So, new and interesting things to report @Zachary Hughes! Question the first though, cos I may have made a massively stupid assumption. I I’m using FargateTaskEnvironment, what agent should I be using?

Zachary Hughes

07/15/2020, 4:34 PM

I'd anticipate you using a Fargate agent!

Darragh

07/15/2020, 4:39 PM

And you would be correct! HOWEVER. Strange and interesting things happen , due to what’s possibly a dodgy config on my part. I had a containerDefintions section in my agent config, and when I added logging to the lines you pointed out above, I got the following back:

Darragh

07/15/2020, 4:40 PM

Untitled

Darragh

07/15/2020, 4:41 PM

The resposne from

boto3.register_task_definition

was returning this, which shows it using the containerDefintions data from the agent, rather than the flow

Darragh

07/15/2020, 4:43 PM

But to make it extra painful, when I remove the containerDefinitions section from my agent, I now don’t get the debug response output from my agent at all.
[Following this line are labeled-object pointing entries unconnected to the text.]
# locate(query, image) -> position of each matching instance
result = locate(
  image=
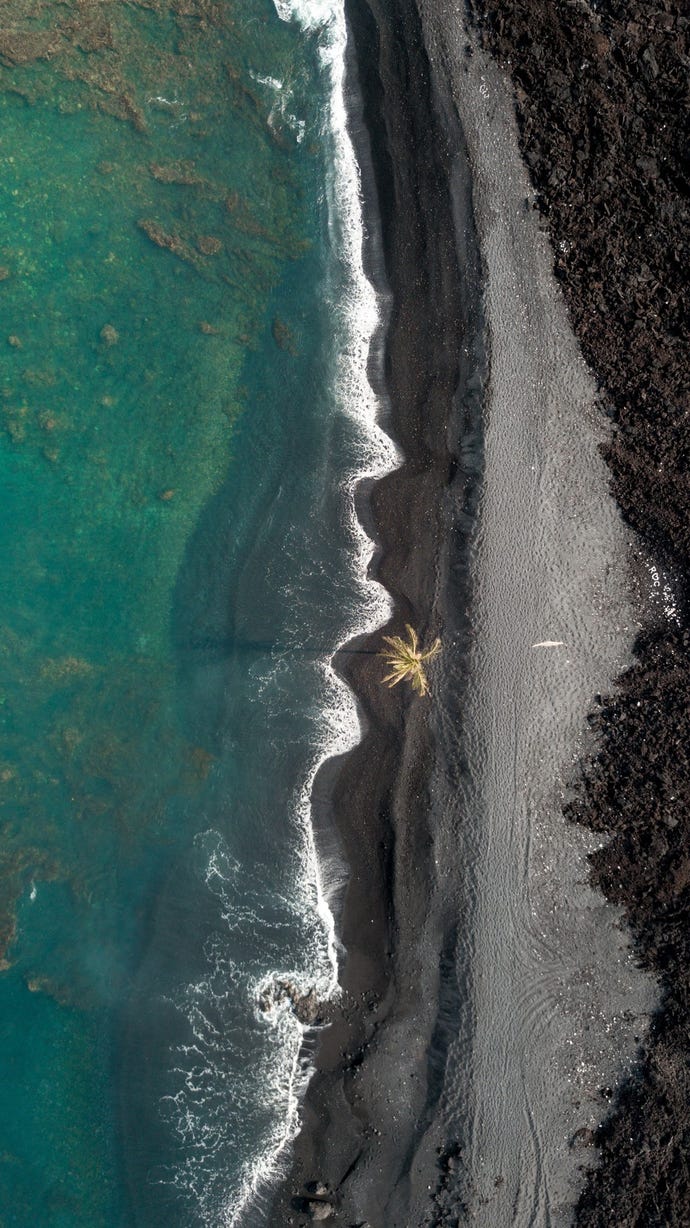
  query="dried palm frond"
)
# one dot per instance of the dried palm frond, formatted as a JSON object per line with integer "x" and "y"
{"x": 407, "y": 661}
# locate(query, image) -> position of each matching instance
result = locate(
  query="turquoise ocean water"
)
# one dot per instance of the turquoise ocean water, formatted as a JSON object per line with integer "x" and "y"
{"x": 183, "y": 414}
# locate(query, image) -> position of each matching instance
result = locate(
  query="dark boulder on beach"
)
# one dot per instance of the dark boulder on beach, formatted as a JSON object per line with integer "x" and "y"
{"x": 603, "y": 109}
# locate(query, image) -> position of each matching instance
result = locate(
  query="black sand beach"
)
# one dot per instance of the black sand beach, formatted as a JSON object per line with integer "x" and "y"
{"x": 616, "y": 226}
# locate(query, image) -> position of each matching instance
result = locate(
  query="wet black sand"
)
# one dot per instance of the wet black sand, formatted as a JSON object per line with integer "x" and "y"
{"x": 612, "y": 187}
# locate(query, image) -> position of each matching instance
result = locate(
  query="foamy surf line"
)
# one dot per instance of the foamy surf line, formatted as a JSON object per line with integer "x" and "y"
{"x": 359, "y": 316}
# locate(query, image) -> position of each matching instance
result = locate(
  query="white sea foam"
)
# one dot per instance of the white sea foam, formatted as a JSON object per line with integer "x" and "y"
{"x": 356, "y": 313}
{"x": 355, "y": 310}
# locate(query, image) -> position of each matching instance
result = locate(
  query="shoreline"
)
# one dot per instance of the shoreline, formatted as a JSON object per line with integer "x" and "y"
{"x": 384, "y": 777}
{"x": 383, "y": 1059}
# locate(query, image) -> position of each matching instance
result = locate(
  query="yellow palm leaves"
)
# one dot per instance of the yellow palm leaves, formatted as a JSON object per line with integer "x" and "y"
{"x": 405, "y": 660}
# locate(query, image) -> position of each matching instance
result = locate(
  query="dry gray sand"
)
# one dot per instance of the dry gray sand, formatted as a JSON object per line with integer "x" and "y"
{"x": 555, "y": 1001}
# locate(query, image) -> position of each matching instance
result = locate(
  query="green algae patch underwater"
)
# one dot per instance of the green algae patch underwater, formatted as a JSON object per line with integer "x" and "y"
{"x": 151, "y": 200}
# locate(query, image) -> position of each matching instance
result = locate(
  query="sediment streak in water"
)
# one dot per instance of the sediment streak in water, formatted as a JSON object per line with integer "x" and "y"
{"x": 356, "y": 314}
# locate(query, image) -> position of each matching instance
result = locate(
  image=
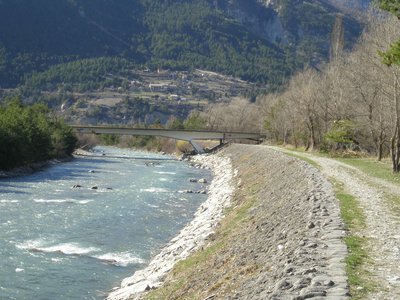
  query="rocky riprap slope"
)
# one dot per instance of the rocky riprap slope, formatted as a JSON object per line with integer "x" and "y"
{"x": 282, "y": 238}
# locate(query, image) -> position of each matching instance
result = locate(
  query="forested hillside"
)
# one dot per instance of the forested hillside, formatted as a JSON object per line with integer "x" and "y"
{"x": 257, "y": 42}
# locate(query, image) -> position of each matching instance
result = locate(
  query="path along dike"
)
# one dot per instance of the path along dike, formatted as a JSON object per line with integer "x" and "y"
{"x": 281, "y": 238}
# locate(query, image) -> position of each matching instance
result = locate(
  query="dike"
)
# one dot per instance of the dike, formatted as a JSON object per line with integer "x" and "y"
{"x": 281, "y": 238}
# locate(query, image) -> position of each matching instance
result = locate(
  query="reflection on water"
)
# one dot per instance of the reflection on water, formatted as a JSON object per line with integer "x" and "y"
{"x": 76, "y": 229}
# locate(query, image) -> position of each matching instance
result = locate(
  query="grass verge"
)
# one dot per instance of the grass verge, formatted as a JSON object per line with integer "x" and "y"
{"x": 358, "y": 278}
{"x": 372, "y": 167}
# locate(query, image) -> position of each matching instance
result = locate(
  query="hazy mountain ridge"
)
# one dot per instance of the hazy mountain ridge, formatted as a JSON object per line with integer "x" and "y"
{"x": 262, "y": 41}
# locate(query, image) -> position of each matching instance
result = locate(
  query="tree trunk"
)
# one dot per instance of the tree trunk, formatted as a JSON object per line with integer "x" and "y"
{"x": 395, "y": 143}
{"x": 381, "y": 141}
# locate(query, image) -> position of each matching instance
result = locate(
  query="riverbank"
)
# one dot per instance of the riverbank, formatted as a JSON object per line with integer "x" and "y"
{"x": 281, "y": 238}
{"x": 191, "y": 238}
{"x": 32, "y": 168}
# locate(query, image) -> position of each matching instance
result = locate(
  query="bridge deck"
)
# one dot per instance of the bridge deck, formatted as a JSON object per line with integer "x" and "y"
{"x": 186, "y": 135}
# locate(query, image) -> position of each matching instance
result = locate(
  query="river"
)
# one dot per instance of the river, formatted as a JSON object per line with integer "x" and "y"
{"x": 61, "y": 242}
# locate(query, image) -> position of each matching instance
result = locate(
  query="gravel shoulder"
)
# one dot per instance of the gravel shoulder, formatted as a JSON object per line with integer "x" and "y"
{"x": 382, "y": 222}
{"x": 281, "y": 238}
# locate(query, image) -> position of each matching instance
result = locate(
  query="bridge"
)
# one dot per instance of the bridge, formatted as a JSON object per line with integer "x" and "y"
{"x": 190, "y": 136}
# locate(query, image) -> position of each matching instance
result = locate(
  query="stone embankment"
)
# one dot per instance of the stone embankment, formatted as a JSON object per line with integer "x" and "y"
{"x": 191, "y": 238}
{"x": 281, "y": 238}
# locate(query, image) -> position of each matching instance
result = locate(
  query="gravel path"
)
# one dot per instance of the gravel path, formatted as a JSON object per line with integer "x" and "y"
{"x": 382, "y": 222}
{"x": 282, "y": 239}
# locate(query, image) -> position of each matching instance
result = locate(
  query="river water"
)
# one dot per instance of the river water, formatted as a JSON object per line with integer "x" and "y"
{"x": 60, "y": 242}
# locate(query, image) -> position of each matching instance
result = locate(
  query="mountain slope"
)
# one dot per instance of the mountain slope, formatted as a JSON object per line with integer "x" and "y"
{"x": 256, "y": 41}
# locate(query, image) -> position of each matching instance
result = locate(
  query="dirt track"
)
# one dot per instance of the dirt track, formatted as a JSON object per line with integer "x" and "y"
{"x": 382, "y": 223}
{"x": 282, "y": 239}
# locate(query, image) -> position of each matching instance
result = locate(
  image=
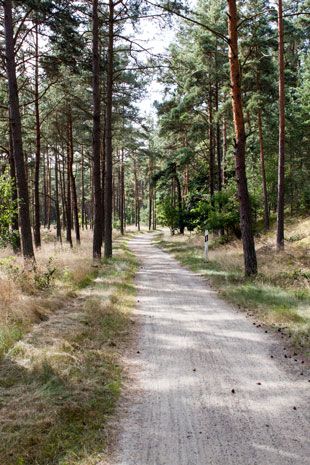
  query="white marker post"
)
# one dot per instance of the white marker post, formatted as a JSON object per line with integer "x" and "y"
{"x": 206, "y": 245}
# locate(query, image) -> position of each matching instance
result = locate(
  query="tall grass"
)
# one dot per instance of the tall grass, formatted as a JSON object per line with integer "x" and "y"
{"x": 60, "y": 379}
{"x": 280, "y": 294}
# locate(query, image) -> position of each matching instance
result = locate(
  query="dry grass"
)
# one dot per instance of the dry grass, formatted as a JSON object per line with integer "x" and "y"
{"x": 59, "y": 382}
{"x": 279, "y": 296}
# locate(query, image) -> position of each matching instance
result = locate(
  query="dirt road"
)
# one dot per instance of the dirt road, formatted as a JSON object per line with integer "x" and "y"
{"x": 212, "y": 389}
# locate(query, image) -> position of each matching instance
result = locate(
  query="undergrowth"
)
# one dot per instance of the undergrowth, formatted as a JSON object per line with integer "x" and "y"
{"x": 278, "y": 295}
{"x": 60, "y": 380}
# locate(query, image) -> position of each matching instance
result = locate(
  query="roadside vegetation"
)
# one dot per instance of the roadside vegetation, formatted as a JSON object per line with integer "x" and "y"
{"x": 278, "y": 296}
{"x": 64, "y": 324}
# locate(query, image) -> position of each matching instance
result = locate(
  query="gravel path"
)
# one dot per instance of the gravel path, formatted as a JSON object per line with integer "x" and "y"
{"x": 211, "y": 388}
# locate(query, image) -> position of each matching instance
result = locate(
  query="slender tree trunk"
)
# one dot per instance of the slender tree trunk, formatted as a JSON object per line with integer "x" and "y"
{"x": 57, "y": 211}
{"x": 150, "y": 194}
{"x": 15, "y": 122}
{"x": 73, "y": 184}
{"x": 83, "y": 188}
{"x": 250, "y": 261}
{"x": 37, "y": 221}
{"x": 262, "y": 161}
{"x": 97, "y": 238}
{"x": 154, "y": 209}
{"x": 45, "y": 190}
{"x": 49, "y": 192}
{"x": 68, "y": 209}
{"x": 280, "y": 212}
{"x": 122, "y": 192}
{"x": 136, "y": 191}
{"x": 103, "y": 178}
{"x": 179, "y": 196}
{"x": 63, "y": 191}
{"x": 224, "y": 149}
{"x": 211, "y": 148}
{"x": 109, "y": 103}
{"x": 14, "y": 225}
{"x": 218, "y": 142}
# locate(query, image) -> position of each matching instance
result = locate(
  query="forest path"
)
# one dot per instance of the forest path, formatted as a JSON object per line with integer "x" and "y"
{"x": 211, "y": 388}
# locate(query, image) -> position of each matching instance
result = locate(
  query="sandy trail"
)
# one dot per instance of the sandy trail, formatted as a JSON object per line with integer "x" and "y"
{"x": 194, "y": 349}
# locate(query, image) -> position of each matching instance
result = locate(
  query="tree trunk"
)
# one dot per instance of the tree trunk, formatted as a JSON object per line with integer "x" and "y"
{"x": 103, "y": 179}
{"x": 122, "y": 192}
{"x": 37, "y": 221}
{"x": 83, "y": 188}
{"x": 179, "y": 195}
{"x": 250, "y": 261}
{"x": 211, "y": 150}
{"x": 49, "y": 192}
{"x": 150, "y": 194}
{"x": 218, "y": 142}
{"x": 73, "y": 184}
{"x": 136, "y": 191}
{"x": 15, "y": 122}
{"x": 57, "y": 211}
{"x": 68, "y": 209}
{"x": 97, "y": 237}
{"x": 109, "y": 103}
{"x": 280, "y": 212}
{"x": 14, "y": 225}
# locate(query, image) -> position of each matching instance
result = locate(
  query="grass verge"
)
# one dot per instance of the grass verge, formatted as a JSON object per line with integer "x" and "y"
{"x": 278, "y": 296}
{"x": 60, "y": 382}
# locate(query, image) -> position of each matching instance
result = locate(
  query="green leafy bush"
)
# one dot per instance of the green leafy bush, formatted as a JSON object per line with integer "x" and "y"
{"x": 8, "y": 211}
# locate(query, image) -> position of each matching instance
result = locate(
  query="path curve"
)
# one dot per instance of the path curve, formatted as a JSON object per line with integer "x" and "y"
{"x": 193, "y": 350}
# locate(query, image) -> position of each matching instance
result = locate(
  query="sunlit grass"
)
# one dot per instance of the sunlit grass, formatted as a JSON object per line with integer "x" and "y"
{"x": 60, "y": 380}
{"x": 280, "y": 294}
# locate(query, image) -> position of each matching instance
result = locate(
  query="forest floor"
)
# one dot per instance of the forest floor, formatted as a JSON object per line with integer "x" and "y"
{"x": 206, "y": 386}
{"x": 278, "y": 297}
{"x": 64, "y": 327}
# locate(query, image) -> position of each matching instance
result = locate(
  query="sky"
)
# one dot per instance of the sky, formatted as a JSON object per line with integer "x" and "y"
{"x": 156, "y": 39}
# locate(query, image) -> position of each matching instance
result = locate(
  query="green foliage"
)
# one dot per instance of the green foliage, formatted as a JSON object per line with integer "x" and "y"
{"x": 222, "y": 213}
{"x": 168, "y": 215}
{"x": 8, "y": 210}
{"x": 43, "y": 279}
I’m wondering is there some funky combination of configs between my agent and the environment thats causing the problem…?

Darragh

07/15/2020, 5:07 PM

And the output from the

run_task

Darragh

07/15/2020, 5:09 PM

Untitled

Darragh

07/15/2020, 5:09 PM

Neither of those json chunks show any hint of the 2nd container defined in my flow

Zachary Hughes

07/15/2020, 5:14 PM

You mentioned that when you remove

containerDefinitions

from the agent, you don't get your debug statement. Does the attempted run still fail with the same error we were discussing yesterday?

Darragh

07/15/2020, 5:40 PM

Yeah still the same error,

Task definition does not support launch_type FARGATE.')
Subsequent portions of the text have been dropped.